Эсфирь снова поворачивает голову к дому и кричит:,
— Нехама! — кричит громко, требовательно, властно, а потом, не дождавшись ответа, хмурится и сердито добавляет: — Наверно, возится там с ужином. Ползает, как червяк!
— Я зайду к ней поговорить о лапше, — говорит Сара Самуиловна и поднимается со скамейки.
Вениамин остается со старухой. Ее раздражение мало-помалу утихает. Мягкие шаги вечера звенят в темнеющем воздухе. Вот вышла первая звезда, но небеса еще светлы, и дневная смесь ярких цветных пятен постепенно бледнеет в преддверии темноты.
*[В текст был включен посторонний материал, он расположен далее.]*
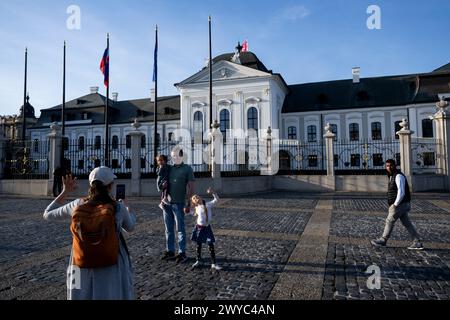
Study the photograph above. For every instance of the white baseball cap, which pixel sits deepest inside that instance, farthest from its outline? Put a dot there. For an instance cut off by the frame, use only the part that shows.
(103, 174)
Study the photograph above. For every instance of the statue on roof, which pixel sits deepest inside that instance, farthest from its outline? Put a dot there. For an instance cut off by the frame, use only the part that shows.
(236, 57)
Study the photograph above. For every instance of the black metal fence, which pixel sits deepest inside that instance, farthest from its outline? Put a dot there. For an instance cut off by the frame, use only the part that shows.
(297, 157)
(364, 156)
(194, 153)
(83, 155)
(25, 159)
(424, 155)
(240, 157)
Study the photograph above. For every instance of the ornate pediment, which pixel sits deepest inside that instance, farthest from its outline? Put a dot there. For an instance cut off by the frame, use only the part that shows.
(224, 70)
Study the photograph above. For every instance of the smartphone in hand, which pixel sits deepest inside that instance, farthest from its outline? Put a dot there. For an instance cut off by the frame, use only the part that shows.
(120, 191)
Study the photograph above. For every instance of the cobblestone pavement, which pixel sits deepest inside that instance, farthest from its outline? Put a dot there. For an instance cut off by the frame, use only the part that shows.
(256, 237)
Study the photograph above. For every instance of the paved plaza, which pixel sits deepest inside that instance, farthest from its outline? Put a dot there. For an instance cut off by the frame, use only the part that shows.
(277, 245)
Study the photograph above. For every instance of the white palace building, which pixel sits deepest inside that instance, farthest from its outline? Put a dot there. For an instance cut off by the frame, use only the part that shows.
(362, 117)
(247, 95)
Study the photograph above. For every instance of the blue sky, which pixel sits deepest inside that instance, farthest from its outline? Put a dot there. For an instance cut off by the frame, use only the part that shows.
(305, 41)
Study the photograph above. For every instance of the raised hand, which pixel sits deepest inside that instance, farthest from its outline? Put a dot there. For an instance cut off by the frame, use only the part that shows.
(70, 184)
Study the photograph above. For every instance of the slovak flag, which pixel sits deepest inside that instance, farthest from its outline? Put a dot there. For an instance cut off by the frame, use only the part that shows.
(245, 46)
(104, 67)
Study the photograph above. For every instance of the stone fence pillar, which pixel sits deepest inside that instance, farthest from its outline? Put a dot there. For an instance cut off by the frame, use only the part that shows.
(54, 156)
(329, 152)
(442, 121)
(405, 149)
(136, 136)
(216, 155)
— Бабушка Эсфирь, — осторожно говорит Вениамин. — Здесь в Гадяче много лет назад был похоронен рабби Шнеур-Залман. Помнишь ли ты людей, которые видели его похороны?
Она долго молчит, прежде чем ответить. Вопрос Вениамина сиротливо порхает в воздухе, не находя пристанища. В переулок залетает легкий вечерний ветерок и треплет кроны ближних деревьев. Чуть слышно перешептываются ветви. Туман наползает на небесный купол, откуда-то издали слышна печальная украинская песня.
— Помню, — говорит Эсфирь, мастерица лапши, — как не помнить? Моя бабушка была тогда молодой, она и рассказала…
Тем вечером довелось Вениамину услышать из уст этой дряхлой женщины несколько полузабытых историй о Старом Ребе Шнеуре-Залмане. Августовский вечер в Гадяче. Тишина. Какое-то время в переулке еще слышались смех и восклицания играющих детей, но вот смолкли и они, и ночь легла на мягкие шорохи отходящего ко сну города. Лишь где-то в сторонке, на Ромнинской, главной улице Гадяча, возле кинотеатра прогуливались, лузгая семечки, компании парней и девушек.